From the above comparisons we can say that EAP-ERP has high communication costs and Enhanced EAP-CRA has high computing costs. Therefore, we are expecting reasonable performance for Enhanced EAP-CRA due to the fact that communication overheads are normally more costly compared to the computational overheads.
The main advantage of the CRA mechanism is the use of only two messages to authenticate a wireless device in a FOREIGN network. Although the time taken between the FAS and the HAS may vary depending on the traffic and/or capacity of the wired network, the use of only two messages in a FOREIGN network makes the CRA mechanism very much reliable compared to other available techniques. Further, even if the foreign network uses a less secure authentication mechanism, it still will not affect the CRA clients since their MSKs are supplied by the HASs not-withstanding the limitations of the foreign network.
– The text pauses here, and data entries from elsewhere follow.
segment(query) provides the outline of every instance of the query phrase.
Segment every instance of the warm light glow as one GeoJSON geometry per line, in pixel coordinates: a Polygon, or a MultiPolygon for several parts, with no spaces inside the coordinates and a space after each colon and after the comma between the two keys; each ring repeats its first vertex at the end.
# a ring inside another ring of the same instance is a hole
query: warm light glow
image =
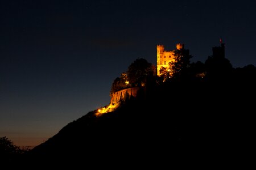
{"type": "Polygon", "coordinates": [[[100,116],[101,114],[111,112],[115,110],[119,107],[118,104],[115,105],[109,104],[105,107],[98,109],[98,112],[95,113],[97,116],[100,116]]]}

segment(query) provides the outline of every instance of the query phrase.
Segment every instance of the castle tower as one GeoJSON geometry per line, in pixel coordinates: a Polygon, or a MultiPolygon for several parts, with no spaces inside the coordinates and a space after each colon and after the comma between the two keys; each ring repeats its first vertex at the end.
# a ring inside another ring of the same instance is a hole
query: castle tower
{"type": "MultiPolygon", "coordinates": [[[[177,44],[176,45],[177,49],[181,49],[184,48],[184,45],[181,44],[177,44]],[[179,45],[178,45],[179,44],[179,45]]],[[[160,69],[162,67],[169,68],[169,62],[174,61],[174,52],[175,50],[172,51],[167,52],[164,50],[164,46],[163,45],[158,45],[156,46],[157,50],[157,75],[160,75],[160,69]]]]}
{"type": "Polygon", "coordinates": [[[184,49],[184,44],[178,43],[176,45],[176,48],[177,48],[177,50],[181,50],[181,49],[184,49]]]}

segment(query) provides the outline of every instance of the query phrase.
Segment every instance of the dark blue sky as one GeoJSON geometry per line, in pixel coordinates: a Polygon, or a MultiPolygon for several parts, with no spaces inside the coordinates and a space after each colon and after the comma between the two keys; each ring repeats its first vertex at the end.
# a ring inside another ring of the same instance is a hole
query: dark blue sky
{"type": "Polygon", "coordinates": [[[204,62],[222,38],[233,67],[256,65],[256,1],[1,1],[0,137],[35,146],[109,104],[135,60],[185,44],[204,62]]]}

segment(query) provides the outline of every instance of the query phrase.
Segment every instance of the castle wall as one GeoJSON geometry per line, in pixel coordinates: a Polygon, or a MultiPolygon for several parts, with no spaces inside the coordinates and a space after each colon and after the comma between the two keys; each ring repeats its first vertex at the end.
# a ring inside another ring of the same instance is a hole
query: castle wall
{"type": "Polygon", "coordinates": [[[160,69],[162,67],[169,67],[169,62],[174,61],[174,52],[163,52],[157,54],[157,75],[160,75],[160,69]]]}
{"type": "Polygon", "coordinates": [[[137,92],[139,88],[140,88],[138,87],[131,87],[120,90],[112,94],[112,97],[110,100],[110,104],[116,104],[120,100],[125,98],[126,94],[127,94],[129,96],[133,96],[133,97],[136,97],[137,95],[137,92]]]}

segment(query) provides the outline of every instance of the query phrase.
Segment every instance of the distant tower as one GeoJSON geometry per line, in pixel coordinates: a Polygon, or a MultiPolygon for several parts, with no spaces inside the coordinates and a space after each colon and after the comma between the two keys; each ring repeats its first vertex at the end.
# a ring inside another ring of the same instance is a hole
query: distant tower
{"type": "Polygon", "coordinates": [[[184,49],[184,44],[178,43],[176,45],[176,48],[177,48],[177,50],[179,50],[181,49],[184,49]]]}
{"type": "Polygon", "coordinates": [[[225,58],[225,43],[222,43],[222,40],[220,39],[221,46],[212,48],[212,55],[213,57],[225,58]]]}

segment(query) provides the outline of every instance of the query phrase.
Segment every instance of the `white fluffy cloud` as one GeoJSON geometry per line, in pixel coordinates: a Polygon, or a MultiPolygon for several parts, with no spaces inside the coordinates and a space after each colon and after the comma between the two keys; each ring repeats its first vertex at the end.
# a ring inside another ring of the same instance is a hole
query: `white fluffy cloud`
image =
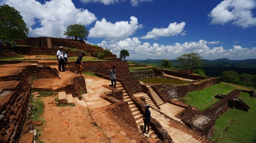
{"type": "Polygon", "coordinates": [[[97,45],[104,48],[107,47],[118,57],[121,50],[127,49],[130,54],[128,59],[175,59],[182,54],[192,52],[198,53],[204,59],[209,60],[223,58],[230,59],[255,58],[256,55],[255,47],[243,48],[240,46],[234,45],[233,48],[227,50],[223,47],[211,49],[207,46],[209,42],[206,41],[200,40],[198,42],[184,44],[176,43],[173,45],[164,46],[157,43],[151,45],[147,42],[141,43],[137,38],[133,37],[119,41],[103,41],[97,45]]]}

Another significant advantage of the CRA is its reliance on the HOME security credentials to secure its clients in the foreign network. Hence, it can be assured that the CRA clients will have the same security guarantee as in their home network in a foreign network. Further, in the case of EAP-TLS authentication with CA-signed PKI certificates, clients will need only one certificate signed by the CA and accepted by the HAS. There will be no need for clients to carry a number of different certificates to authenticate with different networks. Hence, in this context, the CRA facilitates EAP-TLS authentication and makes it more practical and viable.
Although there are many other techniques proposed for coordinated authentication, the triumph of the CRA technique is its simplicity, robustness and versatility. Unlike many other systems that require additional components such as a token management system or the Kerberos servers, the CRA depends only on the existing infrastructure, hence, assuring simplicity. The use of existing CA-signed PKI certificates without necessitating other authentication mechanisms such as tokens or smart cards enables the CRA mechanism to be confined. Further, the CRA mechanism is not limited to WLAN, WiMAX or 4G LTE, it can be effectively used with any wireless network, harnessing the unique security features of that particular wireless network. Furthermore, the authentication mechanism (EAP-TLS, EAP-TTLS, EAP-PEAP etc.) used by the wireless network does not influence the CRA mechanism because it does use any form of mappings between these protocols.
On the negative aspect, the effectiveness of the CRA mechanism will depend on the mutual trust established between the participating AAA servers. If the AAA servers do not have any form of prior agreement, it will be up to the discretion of FAS whether to accept or deny a CRA request.